Nos seus anos de árdua militância aprendeu a acenar sempre que os outros lhe acenavam, berrar quando os outros berravam, especialmente em desfiles e comícios, rir e bater palmas quando os outros riam e batiam palmas. E a obedecer ao dirigente (ou dirigentes), concordar com o dirigente (ou dirigentes), e nunca discordar do dirigente (ou dirigentes), mesmo que ele (ou eles) estivesse (ou estivessem) longe da vista. Pois podiam estar longe da vista mas estavam sempre perto do coração. Nisso, o seu partido contrariava a sabedoria (e um que outro anexim) popular. Era a regra que confirmava a exceção.

 

O seu partido anunciava-lhe a felicidade.

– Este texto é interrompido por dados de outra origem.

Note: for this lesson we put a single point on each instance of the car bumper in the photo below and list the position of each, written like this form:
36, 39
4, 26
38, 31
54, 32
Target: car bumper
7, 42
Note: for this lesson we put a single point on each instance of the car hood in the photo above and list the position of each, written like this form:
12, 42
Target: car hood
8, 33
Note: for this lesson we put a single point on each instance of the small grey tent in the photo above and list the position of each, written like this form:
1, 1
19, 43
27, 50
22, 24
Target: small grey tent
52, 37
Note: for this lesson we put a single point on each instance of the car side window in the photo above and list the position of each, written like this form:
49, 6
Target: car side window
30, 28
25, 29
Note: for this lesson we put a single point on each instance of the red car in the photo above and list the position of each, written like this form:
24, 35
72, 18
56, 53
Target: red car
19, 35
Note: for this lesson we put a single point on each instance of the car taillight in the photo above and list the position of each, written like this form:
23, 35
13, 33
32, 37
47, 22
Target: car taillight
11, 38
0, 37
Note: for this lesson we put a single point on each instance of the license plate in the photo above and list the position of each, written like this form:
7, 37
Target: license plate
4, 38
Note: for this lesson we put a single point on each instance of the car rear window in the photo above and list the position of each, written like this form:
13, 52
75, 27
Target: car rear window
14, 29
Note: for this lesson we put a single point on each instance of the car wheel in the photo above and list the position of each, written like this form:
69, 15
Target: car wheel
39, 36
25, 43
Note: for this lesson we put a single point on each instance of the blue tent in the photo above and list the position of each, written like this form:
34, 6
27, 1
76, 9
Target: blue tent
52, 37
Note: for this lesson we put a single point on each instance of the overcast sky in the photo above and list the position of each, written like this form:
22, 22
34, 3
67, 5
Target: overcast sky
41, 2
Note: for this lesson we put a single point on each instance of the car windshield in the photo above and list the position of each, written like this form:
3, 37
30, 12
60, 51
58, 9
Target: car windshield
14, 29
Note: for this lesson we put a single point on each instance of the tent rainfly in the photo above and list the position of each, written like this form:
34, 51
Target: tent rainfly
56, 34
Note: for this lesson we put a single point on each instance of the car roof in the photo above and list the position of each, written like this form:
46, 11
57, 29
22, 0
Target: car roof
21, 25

A felicidade tocada a ritmo de tambor e temperada com a melopeia do hino do partido. Mas acho que foi no tema da felicidade que a sua fé no partido começou a soçobrar. Ele procurava a felicidade no partido, ou com o partido, mas quedava apenas com o sabor da sua substituição. Disseram-lhe que a felicidade também pode ser de substituição. Disseram-lhe ainda mais: que a felicidade substitui a própria felicidade. E que essa é a felicidade sedimentada. Desistiu.

 

Fomos apanhar ar e tentar agarrar um pouco de sol. Passámos na Eira (antigo Jardim das Freiras) mas lá ninguém se conseguiu sentar porque os bancos estavam a ser utilizados, e vandalizados, por jovens que com os seus skates fazem deles rampas de lançamento ou plataformas de aterragem. O repuxo continuava a lembrar-nos, como se fosse preciso, que os dias estão cada vez mais húmidos. O R. não se conteve: “Quem destruiu o jardim merecia ser julgado em praça pública. Um atentado destes merecia ser severamente punido. Isto não se faz.” Eu tentei temporizar: “Lá chegará a hora dos flavienses porem essa gente no olho da rua.”

 

Eu ainda sugeri que nos sentássemos nos bancos da rua de Santo António. Ele apenas disse: “Cruz, credo! Trânsito pelas costas? Nem pensar. Os carros são como os touros, devemos lidá-los sempre de frente.”

 

Fomos até ao Tabolado, sentámo-nos, abrimos as pernas e pusemo-nos a olhar o Tâmega enquanto o sol nos batia em cheio no corpo. Mas, mesmo assim, aquilo era mais luz que calor. Pelos vistos, até o astro rei está em crise.

 

Ficámos sentados um bom bocado. Por isso nos começámos a sentir também de madeira e com necessidade de comunicar. Todos os que ali estavam eram gente idosa, dependentes das condições atmosféricas. Sobretudo as mulheres, voltaram a ser raparigas tagarelas. E os homens também fizeram questão em lembrar as suas brincadeiras de criança, quando corriam uns atrás dos outros, quando perseguiam os casais de namorados.

 

Eu olhei para o R. e o R., olhou para mim. De súbito tivemos saudades. Uma saudade imensa da nossa velha cidade, onde aos sábados e domingos os jardins se enchiam de casais de namorados, onde nos conhecíamos uns aos outros, onde o convívio era são e pacífico, onde a vida se sentia nas ruas, nos comércios, nos cafés, nas praças, nos jardins. Actualmente a cidade ao sábado e, especialmente, ao domingo é um deserto de pedra e um cemitério de memórias. Basta olhar para os flavienses mais idosos para repararmos como choram por dentro. Ninguém passeia nos jardins, enquanto a rapaziada grita e pula em trejeitos de ameaça. Os idosos são motivo de chacota, as tradições foram dizimadas, o respeito e a educação deram lugar à indiferença e à provocação.

 

O coração da nossa cidade morreu. Dizem por aí que os flavienses a tudo se acomodam, que tudo perdoam, que tudo lhes serve. Nós sabemos que não. Por isso acreditamos que urge castigar os responsáveis pelo assassinato do coração da nossa urbe. O crime não pode compensar.